Don't forget to change the name of the CA_Features_XXX.txt file to match the actual name of the file you downloaded. You should also add a path to the tl_2015_us_cbsa.shp and CA_Features_XXX.txt file references in your program if you placed these in a different directory.

It will take a few minutes to run this program, after which you will get a complete list of all the parks that are in or close to an urban area:

% python findNearbyParks.py 
Loading urban areas...
Checking parks...
Imperial National Wildlife Refuge is in or near El Centro, CA
Imperial National Wildlife Refuge is in or near Yuma, AZ
Cibola National Wildlife Refuge is in or near El Centro, CA
Twin Lakes State Beach is in or near Santa Cruz-Watsonville, CA
Admiral William Standley State Recreation Area is in or near Ukiah, CA
...

Note

Our program takes a while to run because it includes urban areas throughout the USA, not just in California. An obvious optimization would be to only include urban areas in California, which would speed up the program significantly.

Note that our program uses angular distances to decide whether a park is in or near a given urban area. As we mentioned in Chapter 2, GIS, an angular distance is the angle between two lines going out from the center of the earth to its surface:

Task – identifying parks in or near urban areas

Because we are dealing with data for California, where one degree of angular measurement roughly equals 100 kilometers on the earth's surface, an angular measurement of 0.1 roughly equals a real-world distance of 10 km.

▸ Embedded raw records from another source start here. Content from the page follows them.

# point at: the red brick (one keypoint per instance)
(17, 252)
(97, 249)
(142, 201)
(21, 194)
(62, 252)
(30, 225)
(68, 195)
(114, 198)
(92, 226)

Using angular measurements makes the distance calculation easy and quick to calculate, though it doesn't give an exact distance on the earth's surface. If your application requires exact distances, you could start by using an angular distance to filter out the features obviously too far away and then obtain an exact result for the remaining features by calculating the point on the polygon's boundary that is closest to the desired point and calculating the linear distance between the two points. You would then discard the points that exceed your desired exact linear distance. Implementing this would be an interesting challenge, though not one we will examine in this book.